The decades-old Antarctic Treaty was designed to de-militarize the continent and promote scientific research and other peaceful activities. More than 50 nations are consultative or non-consultative parties, including the United States and its great power adversaries China and Russia. However, the agreement is set to expire in 2048, noted Gen. Charles Brown, commander of Pacific Air Forces.

"The treaty ... is going to be expiring and up for review, and both China and Russia have a presence in the Antarctic," he said July 30 during an event in Arlington, Virginia, hosted by the Mitchell Institute for Aerospace Studies.

Brown pointed to growing tensions in the Arctic — where a number of nations are increasing their presence and pursuing their interests as melting sea ice opens up new shipping routes and access to economic resources — as a potential precursor to great power rivalry in the other Polar region.

The Pentagon released a new Arctic Strategy in June which focuses on threats in the far north. It notes that Russia views itself as a “polar great power.” Since the creation of Russia’s Northern Fleet Joint Strategic Command in 2014, Moscow has ramped up its presence in the region with refurbished airfields, new military bases and a network of air- defense systems, according to the document.

Although China currently has no territorial claims in the region, it has signaled its interest in the area by declaring itself a “near Arctic state.” The United States does not recognize this status, according to the strategy.

“When I look at the competition ... both with Russia and China … I have got to pay attention now" to what could eventually happen in Antarctica, Brown said. “Right now, we want to keep it free and open for research," he added.

Pacific Air Forces is a component of U.S. Indo-Pacific Command. Part of Antarctica is within INDOPACOM's area of responsibility.

Brown noted that Russia's icebreaker fleet far surpasses that of the United States. The U.S. Coast Guard — which operates the nation’s fleet of icebreakers — currently has just one heavy vessel, the Polar Star, and one medium vessel, the Healy, which is primarily used for research.

“Russia has a number icebreakers, much more than we do,” Brown said. “China has an icebreaker. And so part of the aspect is, how do we think about the capability we require for the Arctic and Antarctic?"

The United States aims to acquire six new icebreakers, known as polar security cutters.

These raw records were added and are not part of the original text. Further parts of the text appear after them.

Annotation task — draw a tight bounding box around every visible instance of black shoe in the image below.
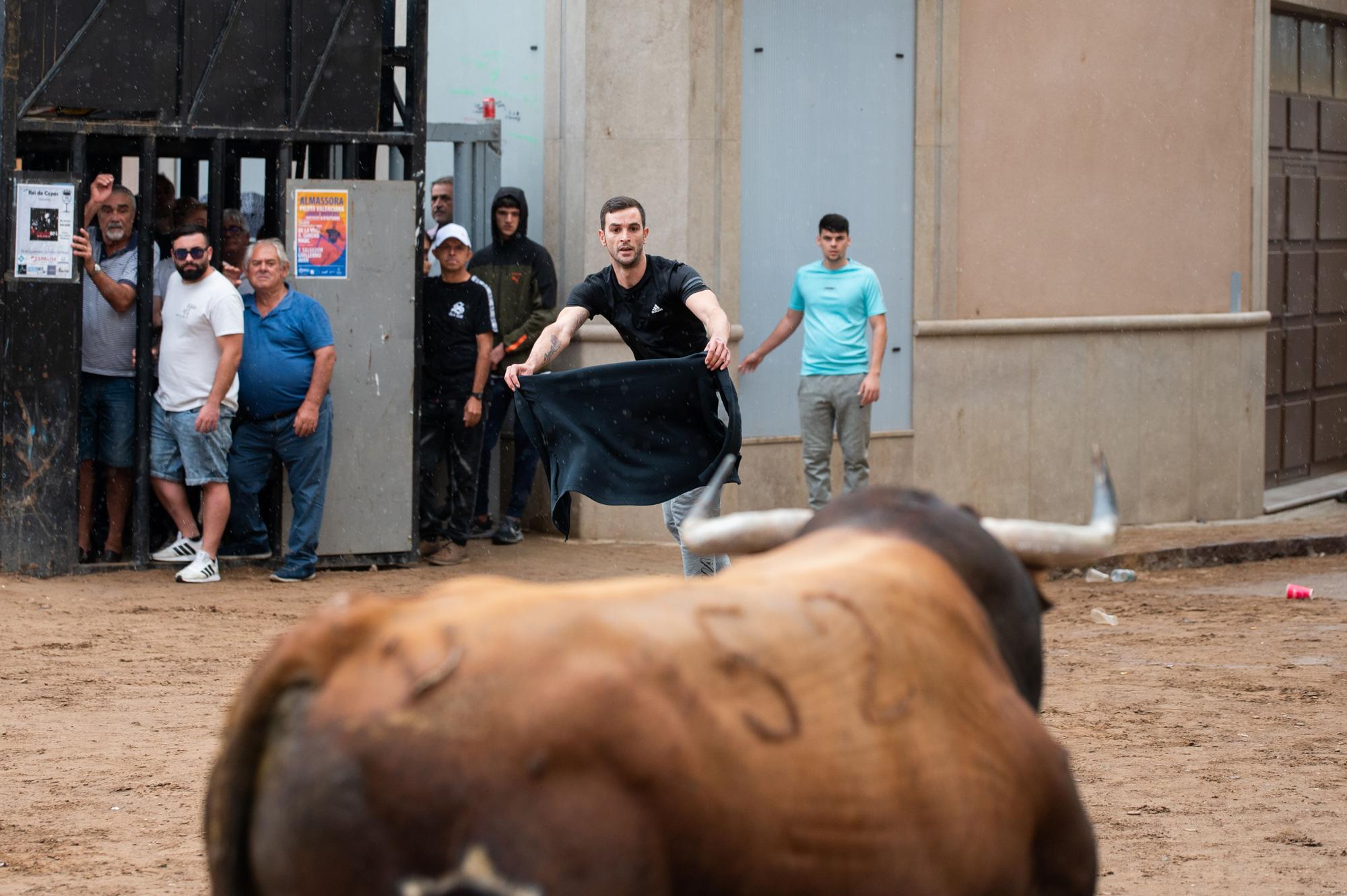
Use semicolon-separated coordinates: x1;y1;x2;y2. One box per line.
492;516;524;545
467;516;496;538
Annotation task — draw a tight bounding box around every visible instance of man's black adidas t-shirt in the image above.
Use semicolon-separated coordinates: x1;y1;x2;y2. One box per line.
422;277;494;399
566;256;707;361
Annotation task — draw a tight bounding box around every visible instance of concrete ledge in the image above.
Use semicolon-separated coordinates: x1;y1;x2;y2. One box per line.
1048;535;1347;580
915;311;1272;337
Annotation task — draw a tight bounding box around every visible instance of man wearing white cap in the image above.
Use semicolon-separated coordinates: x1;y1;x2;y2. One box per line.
420;223;496;566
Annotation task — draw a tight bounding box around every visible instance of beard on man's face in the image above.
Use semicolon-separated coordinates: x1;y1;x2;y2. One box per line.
174;260;206;283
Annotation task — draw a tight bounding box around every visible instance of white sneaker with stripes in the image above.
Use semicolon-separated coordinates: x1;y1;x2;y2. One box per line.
174;550;220;585
150;531;201;563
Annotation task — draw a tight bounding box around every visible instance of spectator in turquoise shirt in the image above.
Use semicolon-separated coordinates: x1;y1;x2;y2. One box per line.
740;214;889;510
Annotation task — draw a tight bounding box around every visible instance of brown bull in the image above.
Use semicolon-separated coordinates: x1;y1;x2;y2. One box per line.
206;460;1095;896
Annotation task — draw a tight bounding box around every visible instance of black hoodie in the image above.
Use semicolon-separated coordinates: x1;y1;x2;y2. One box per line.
467;187;556;374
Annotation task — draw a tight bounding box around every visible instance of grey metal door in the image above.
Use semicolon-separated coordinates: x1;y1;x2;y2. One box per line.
284;180;418;557
1263;15;1347;487
740;0;916;436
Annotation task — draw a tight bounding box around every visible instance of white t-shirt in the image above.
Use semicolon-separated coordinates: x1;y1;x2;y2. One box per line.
155;268;244;412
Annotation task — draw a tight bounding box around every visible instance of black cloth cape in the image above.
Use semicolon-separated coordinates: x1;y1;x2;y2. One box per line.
515;353;742;537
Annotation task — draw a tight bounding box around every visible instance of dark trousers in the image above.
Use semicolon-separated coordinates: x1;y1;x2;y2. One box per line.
420;390;490;545
475;377;537;519
229;396;333;572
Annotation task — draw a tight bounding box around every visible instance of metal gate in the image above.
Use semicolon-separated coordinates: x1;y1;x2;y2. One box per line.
1265;15;1347;487
740;0;916;436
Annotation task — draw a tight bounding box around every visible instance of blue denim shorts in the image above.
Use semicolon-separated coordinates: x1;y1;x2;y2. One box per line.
150;401;234;485
79;373;136;467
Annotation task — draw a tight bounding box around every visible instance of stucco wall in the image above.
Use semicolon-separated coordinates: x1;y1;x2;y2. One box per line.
954;0;1255;318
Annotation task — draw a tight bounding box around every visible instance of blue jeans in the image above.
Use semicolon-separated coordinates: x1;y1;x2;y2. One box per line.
475;377;537;519
229;396;333;573
79;373;136;468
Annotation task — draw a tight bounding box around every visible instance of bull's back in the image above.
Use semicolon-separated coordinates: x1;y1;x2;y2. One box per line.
213;538;1094;893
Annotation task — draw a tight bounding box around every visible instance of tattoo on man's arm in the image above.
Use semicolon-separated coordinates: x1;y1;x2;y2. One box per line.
543;337;562;365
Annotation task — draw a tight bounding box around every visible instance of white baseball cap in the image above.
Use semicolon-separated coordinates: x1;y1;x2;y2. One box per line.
430;223;473;252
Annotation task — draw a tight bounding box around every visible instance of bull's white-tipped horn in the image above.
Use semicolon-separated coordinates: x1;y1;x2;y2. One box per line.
679;454;814;557
982;446;1118;566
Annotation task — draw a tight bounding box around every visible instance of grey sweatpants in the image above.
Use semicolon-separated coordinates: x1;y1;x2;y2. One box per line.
660;488;730;577
797;374;870;510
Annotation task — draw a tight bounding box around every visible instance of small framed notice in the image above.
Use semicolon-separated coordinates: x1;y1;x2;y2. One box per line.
295;190;350;280
11;171;79;283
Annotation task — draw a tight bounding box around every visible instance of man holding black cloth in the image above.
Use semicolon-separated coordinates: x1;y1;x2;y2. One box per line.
420;223;496;566
505;197;730;576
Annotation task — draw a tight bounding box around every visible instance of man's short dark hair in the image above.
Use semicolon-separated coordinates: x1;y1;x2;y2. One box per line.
598;197;645;230
168;225;210;246
172;197;206;228
819;214;851;234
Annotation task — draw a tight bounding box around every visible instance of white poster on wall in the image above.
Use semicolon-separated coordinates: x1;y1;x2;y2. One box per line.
13;180;75;280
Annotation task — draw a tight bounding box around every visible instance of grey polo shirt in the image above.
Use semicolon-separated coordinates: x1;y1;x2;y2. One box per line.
79;228;159;377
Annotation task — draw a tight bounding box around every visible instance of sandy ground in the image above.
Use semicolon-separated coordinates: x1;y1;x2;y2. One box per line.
0;538;1347;895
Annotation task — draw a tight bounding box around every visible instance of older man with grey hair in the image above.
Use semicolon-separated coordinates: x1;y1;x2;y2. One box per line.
71;174;159;562
220;240;337;582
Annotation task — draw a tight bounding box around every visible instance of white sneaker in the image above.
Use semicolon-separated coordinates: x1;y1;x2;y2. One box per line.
150;531;201;563
174;550;220;585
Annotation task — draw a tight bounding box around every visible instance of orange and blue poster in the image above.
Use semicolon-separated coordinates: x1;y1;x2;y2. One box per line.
295;190;350;280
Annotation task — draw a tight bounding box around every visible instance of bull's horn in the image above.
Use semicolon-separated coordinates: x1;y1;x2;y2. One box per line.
982;446;1118;567
679;454;814;557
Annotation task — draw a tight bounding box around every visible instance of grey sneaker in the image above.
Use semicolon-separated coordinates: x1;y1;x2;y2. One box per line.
426;541;467;566
492;516;524;545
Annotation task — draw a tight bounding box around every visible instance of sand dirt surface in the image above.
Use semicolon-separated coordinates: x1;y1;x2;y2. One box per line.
0;538;1347;896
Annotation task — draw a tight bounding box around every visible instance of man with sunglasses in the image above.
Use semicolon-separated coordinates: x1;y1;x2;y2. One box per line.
150;225;244;582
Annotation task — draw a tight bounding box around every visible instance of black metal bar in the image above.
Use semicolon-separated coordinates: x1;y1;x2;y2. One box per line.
0;0;20;279
131;137;159;565
403;0;430;551
178;156;201;199
187;0;244;125
295;0;353;125
267;140;295;242
207;137;225;259
308;143;333;180
11;0;108;116
18;118;415;145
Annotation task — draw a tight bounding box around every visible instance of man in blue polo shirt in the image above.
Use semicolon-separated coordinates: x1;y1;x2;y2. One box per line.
740;207;889;510
220;240;337;582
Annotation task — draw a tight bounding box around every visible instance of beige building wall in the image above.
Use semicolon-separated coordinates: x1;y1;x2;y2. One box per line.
535;0;1269;541
947;0;1255;318
912;0;1268;522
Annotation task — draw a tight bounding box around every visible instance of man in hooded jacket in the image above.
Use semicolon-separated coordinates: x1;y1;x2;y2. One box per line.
467;187;556;545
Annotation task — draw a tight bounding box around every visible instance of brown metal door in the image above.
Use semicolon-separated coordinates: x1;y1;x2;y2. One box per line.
1266;15;1347;487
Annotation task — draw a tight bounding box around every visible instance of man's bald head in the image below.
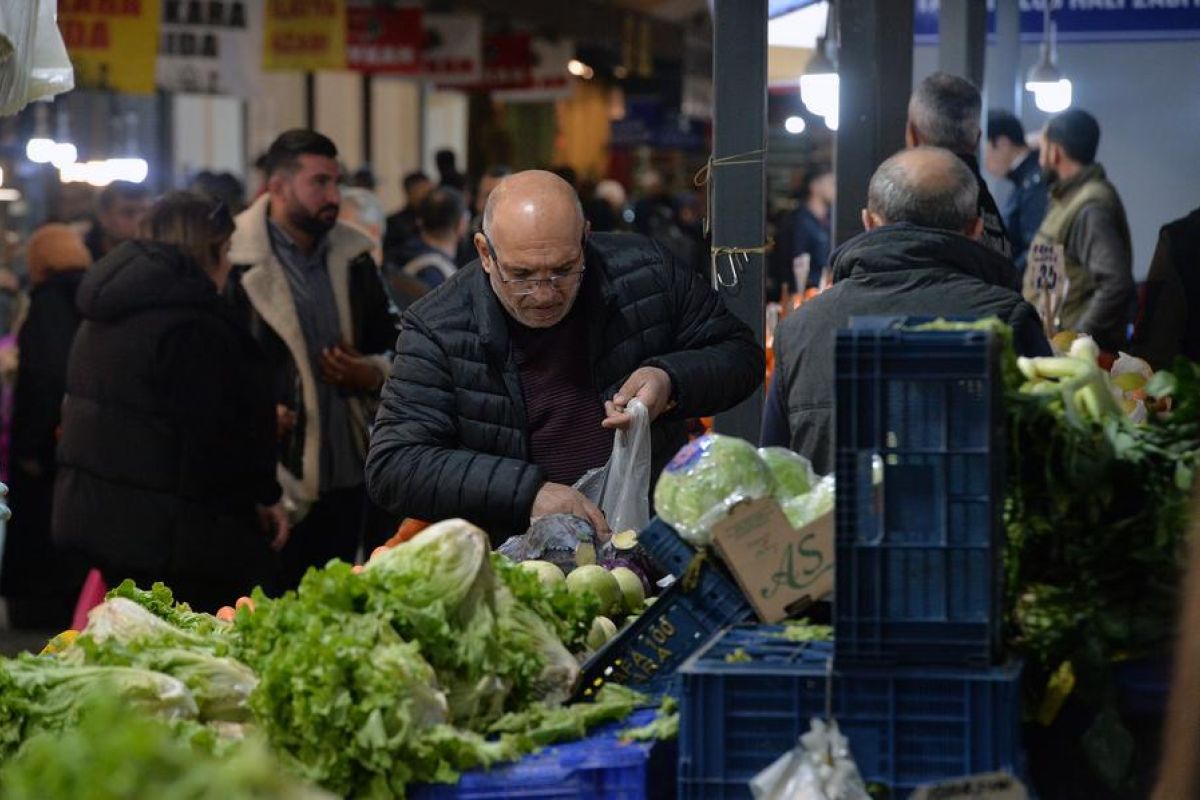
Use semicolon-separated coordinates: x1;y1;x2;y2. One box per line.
484;169;584;248
866;148;979;233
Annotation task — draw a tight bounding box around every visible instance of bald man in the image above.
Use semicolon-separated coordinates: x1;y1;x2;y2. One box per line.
762;148;1050;473
367;170;764;543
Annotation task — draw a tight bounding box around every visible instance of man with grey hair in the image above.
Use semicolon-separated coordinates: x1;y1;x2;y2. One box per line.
762;146;1050;473
905;72;1020;262
367;170;764;543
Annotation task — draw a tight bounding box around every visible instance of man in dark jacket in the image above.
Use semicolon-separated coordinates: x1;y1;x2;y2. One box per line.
1132;209;1200;369
905;72;1020;266
984;110;1049;272
230;130;396;585
762;148;1050;474
367;172;764;543
0;224;91;630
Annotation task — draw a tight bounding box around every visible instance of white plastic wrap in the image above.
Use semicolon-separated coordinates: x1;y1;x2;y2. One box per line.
654;433;775;547
750;718;870;800
0;0;74;116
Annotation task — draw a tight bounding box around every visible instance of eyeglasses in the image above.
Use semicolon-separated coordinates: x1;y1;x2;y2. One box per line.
481;231;587;297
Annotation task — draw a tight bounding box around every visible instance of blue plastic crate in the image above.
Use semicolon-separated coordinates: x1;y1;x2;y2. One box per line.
834;321;1007;666
575;519;754;699
408;709;674;800
679;626;1024;800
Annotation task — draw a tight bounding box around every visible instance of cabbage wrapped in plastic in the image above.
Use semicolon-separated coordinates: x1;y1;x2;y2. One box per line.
0;655;198;758
654;433;775;547
758;447;817;501
780;475;834;528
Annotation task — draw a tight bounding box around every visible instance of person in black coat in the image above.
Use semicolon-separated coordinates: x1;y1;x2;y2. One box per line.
366;170;764;543
0;224;91;630
53;193;288;610
762;148;1050;474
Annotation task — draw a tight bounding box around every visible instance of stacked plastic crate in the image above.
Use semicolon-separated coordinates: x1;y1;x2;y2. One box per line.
679;324;1022;798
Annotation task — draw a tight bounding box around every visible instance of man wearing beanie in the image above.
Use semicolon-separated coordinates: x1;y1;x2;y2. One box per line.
0;224;91;630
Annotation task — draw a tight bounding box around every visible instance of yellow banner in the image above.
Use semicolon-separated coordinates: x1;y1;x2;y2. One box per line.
59;0;161;95
263;0;346;72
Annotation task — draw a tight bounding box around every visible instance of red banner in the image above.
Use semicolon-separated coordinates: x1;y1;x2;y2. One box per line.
346;5;424;76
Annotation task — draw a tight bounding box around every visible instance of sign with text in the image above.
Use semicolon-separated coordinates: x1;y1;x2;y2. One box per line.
912;772;1030;800
263;0;346;72
913;0;1200;43
58;0;160;95
157;0;263;97
346;4;425;76
1026;243;1070;338
496;38;575;102
713;498;834;622
421;13;484;86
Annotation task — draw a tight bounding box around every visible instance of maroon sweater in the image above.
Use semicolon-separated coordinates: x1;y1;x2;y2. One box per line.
509;303;613;486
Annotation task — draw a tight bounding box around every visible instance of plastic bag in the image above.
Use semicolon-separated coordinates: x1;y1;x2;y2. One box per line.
0;0;74;116
750;718;870;800
496;513;596;573
654;433;775;547
574;399;650;533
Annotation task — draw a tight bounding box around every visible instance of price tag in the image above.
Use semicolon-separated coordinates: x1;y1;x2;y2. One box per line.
713;498;834;622
1025;245;1069;338
910;772;1030;800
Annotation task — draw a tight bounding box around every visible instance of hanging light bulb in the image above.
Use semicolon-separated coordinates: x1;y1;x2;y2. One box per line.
1025;10;1072;114
800;34;840;116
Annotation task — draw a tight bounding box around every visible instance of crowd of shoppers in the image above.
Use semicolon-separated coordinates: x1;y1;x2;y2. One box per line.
0;73;1200;627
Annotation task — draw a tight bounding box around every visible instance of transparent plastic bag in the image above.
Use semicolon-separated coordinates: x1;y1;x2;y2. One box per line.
654;433;775;547
0;0;74;116
750;718;870;800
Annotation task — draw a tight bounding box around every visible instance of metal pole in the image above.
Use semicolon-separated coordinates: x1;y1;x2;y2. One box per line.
988;0;1025;118
833;0;913;245
708;0;767;441
937;0;988;90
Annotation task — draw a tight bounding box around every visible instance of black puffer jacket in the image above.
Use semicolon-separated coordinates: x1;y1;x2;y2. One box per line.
53;242;280;589
764;224;1050;474
367;234;763;541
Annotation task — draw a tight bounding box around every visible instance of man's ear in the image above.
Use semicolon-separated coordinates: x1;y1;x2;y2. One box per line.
470;233;492;275
863;209;884;230
962;217;983;241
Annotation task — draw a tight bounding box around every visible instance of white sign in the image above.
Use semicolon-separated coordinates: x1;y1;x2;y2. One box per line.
155;0;264;97
421;14;484;86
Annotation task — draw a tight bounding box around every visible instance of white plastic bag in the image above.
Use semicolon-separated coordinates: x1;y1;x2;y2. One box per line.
750;718;870;800
574;399;650;533
0;0;74;116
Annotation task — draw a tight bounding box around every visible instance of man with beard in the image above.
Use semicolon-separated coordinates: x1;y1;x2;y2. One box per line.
1025;109;1135;353
230;130;396;585
367;170;764;543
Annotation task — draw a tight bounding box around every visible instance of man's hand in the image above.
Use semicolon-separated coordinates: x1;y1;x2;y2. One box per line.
529;482;612;542
275;403;299;441
600;367;671;431
320;344;383;392
258;503;292;552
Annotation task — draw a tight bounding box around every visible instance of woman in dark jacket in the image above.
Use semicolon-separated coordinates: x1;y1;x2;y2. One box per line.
0;224;91;630
53;193;288;610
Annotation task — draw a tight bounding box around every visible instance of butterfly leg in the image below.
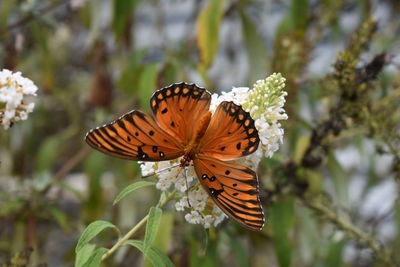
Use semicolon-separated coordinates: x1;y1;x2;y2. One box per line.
142;164;179;179
184;167;192;208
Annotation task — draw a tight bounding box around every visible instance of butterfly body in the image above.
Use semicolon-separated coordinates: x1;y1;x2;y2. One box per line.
86;83;264;230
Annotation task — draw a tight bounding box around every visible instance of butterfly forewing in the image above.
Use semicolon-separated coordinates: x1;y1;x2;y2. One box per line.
201;101;260;160
85;110;183;161
193;155;264;230
150;83;211;143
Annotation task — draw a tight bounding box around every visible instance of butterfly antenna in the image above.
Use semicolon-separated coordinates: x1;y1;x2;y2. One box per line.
142;164;179;179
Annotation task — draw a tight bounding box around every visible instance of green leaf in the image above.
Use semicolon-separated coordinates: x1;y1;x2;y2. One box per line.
125;240;175;267
113;181;155;205
143;207;162;255
113;0;140;38
151;247;175;267
82;248;108;267
75;244;96;267
197;0;225;69
240;10;268;82
75;221;120;253
46;205;69;231
290;0;310;32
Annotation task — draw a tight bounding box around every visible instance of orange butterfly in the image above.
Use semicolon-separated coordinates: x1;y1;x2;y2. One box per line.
86;83;264;230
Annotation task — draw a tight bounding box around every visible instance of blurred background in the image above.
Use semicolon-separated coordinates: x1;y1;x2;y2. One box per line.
0;0;400;266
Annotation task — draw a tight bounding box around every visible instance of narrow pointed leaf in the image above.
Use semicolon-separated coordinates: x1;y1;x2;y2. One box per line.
75;221;120;253
144;207;162;254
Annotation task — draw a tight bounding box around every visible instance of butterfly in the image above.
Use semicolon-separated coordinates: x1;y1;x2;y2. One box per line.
85;83;264;230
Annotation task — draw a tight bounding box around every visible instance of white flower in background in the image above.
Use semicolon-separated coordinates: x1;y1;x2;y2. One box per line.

Brown noted that although icebreakers are a Coast Guard capability, he feels the need to advocate for the ships.

Topics: International

Comments (1)

Re: JUST IN: Air Force Commander Concerned About Great Power Competition Extending to Antarctic

Besides new USCG Polar Security Cutters, what is the Arctic and Antarctic plan? These new icebreakers won't be armed, and having containerized cruise missiles is dubious at best because the USCG isn't the U.S. Navy and these new icebreakers might lack the sensors and fire control system to launch cruise missiles.

I highly doubt that the DoD will militarize Antarctica. But what if there's a requirement to ship arms to both Poles for National Interests and defense?

I advocate the F-15X and F-18 Advanced Super Hornet. The stealth coatings on the F-22 and F-35s are so finicky and sensitive that they slough off in Syrian heat. The F-15X and F-18 ASH Fourth Generation Plus fighters are still needed because they LACK stealth coatings and can fly practically anywhere in short notice.

I advocate the Mobile Protected Firepower Light Tank. ANY Light Tank is required now for a Show of Force for armor in all environments as the M1 Abrams is often too heavy to deploy. We need a mobile 105mm to 120mm cannon on a lighter chassis, period.

Finally, I advocate some form of new medium tracked Arctic vehicle, possibly AMPV or Ripsaw with remote weapons armament. Tracks are required in the snowy environments and the HMMWV and JLTV aren't going to cut it all the time in the snow. Both chassis can mount anything from guns to SHROADS to UAVs to sensors.

Just these three things can add some "Fighting punch" in snowy environments---if they get built and not canceled.